Peanut allergies overstated

Despite hundreds of families being told their children have peanut allergies every year, many of the children may be able to eat peanuts safely, a study by the University of New South Wales (UNSW) and Sydney Children's Hospital has found.

Peanut allergies occur in one in 200 infants, according to the Australasian Society of Clinical Immunology and Allergy.

"This is a really important finding," said Dr Brynn Wainstein, a Sydney Children's Hospital immunologist and MD candidate at UNSW.

"Because peanut allergies are potentially serious, requiring all sorts of restrictions, families can become very anxious when in fact, some of these families may be worrying unnecessarily," Dr Wainstein said.

The study, published in the journal Pediatric Allergy and Immunology, involved 84 children with a positive result to a peanut skin-prick-test.

If a child is potentially allergic to peanut, he or she will get a hive as a result of the peanut skin-prick-test. Allergists measure the size of the hive in millimetres.

In this study, a third of the children with a hive of eight millimetres - which has been found elsewhere to be predictive of having peanut allergy - were found not to be allergic to peanuts when they took a peanut challenge. A challenge involves eating peanuts in a hospital environment.

"Diagnostic tests for peanut allergy have poor sensitivity and specificity," the paper concludes. "Previously described diagnostic cut-off levels do not have general applicability."

Reasons for this may include variables such as the equipment used and the pressure administered by the practitioner during a skin prick test.

"There is a population of children who have never eaten peanuts – or worse, those that eat them everyday, then have a positive peanut skin test and are told not to eat them," said Dr Wainstein.

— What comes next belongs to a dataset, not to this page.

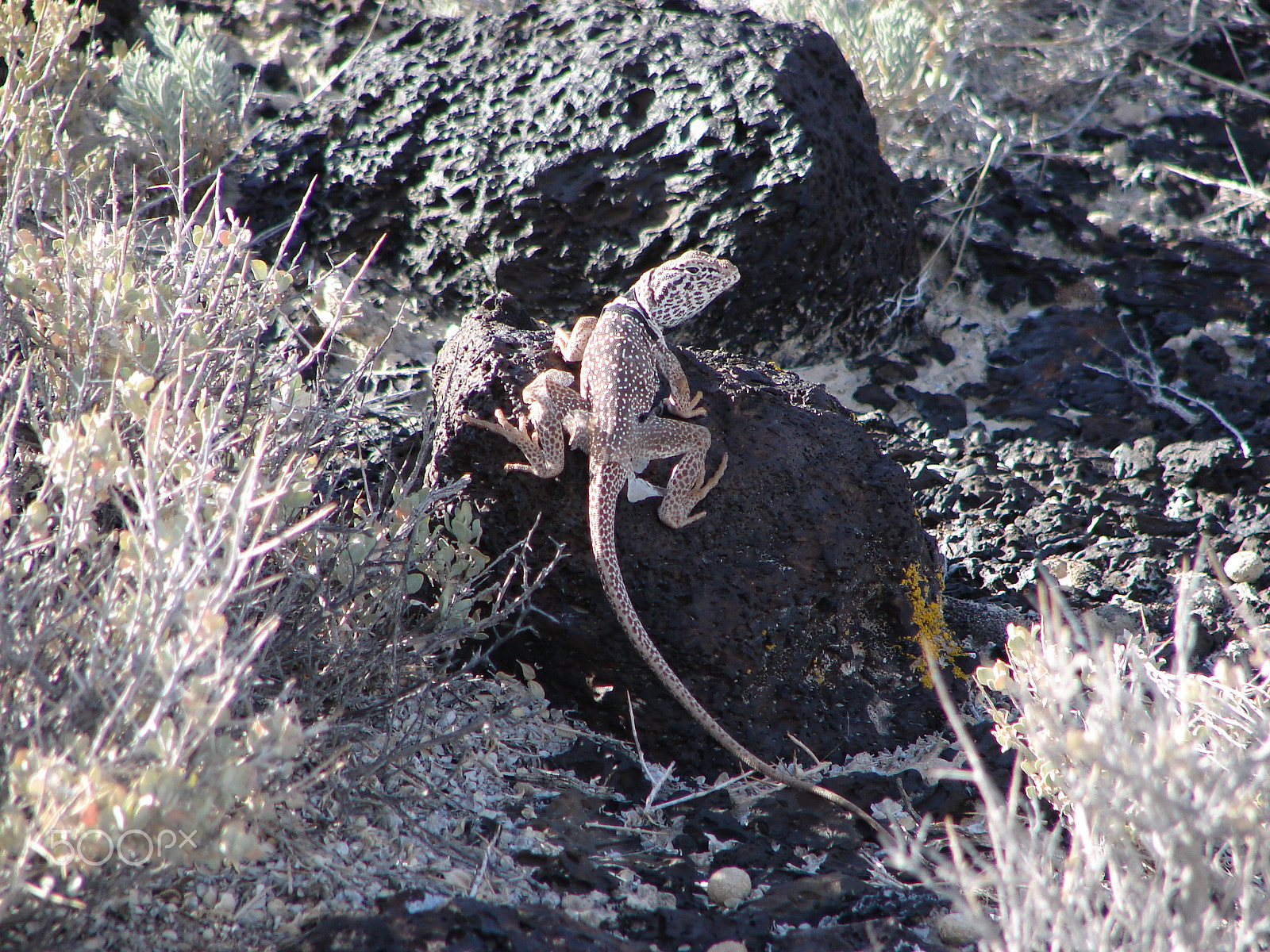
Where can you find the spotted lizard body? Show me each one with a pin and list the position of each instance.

Dr Wainstein said many children who have never eaten peanuts and are found to have a positive peanut skin test are probably NOT allergic to peanut and will need a peanut challenge to determine if they are allergic.

"If the child is able to tolerate normal amounts of peanut every day then the result of any peanut allergy test is irrelevant."

Allergy practitioners may need to interpret results of allergy tests in the context of their own practices, the researchers found.

"If there is a positive result, people need to ask whether it might be worth a peanut challenge in a hospital environment, especially if their child has never had an allergic reaction to peanut before," Dr Wainstein said.

The co-authors of the report are Dr Anthony Yee, Donna Jelley and Mary Ziegler, all from the Sydney Children's Hospital and Associate Professor John Ziegler, a UNSW conjoint academic in the School of Women's and Children's Health, at the Sydney Children's Hospital.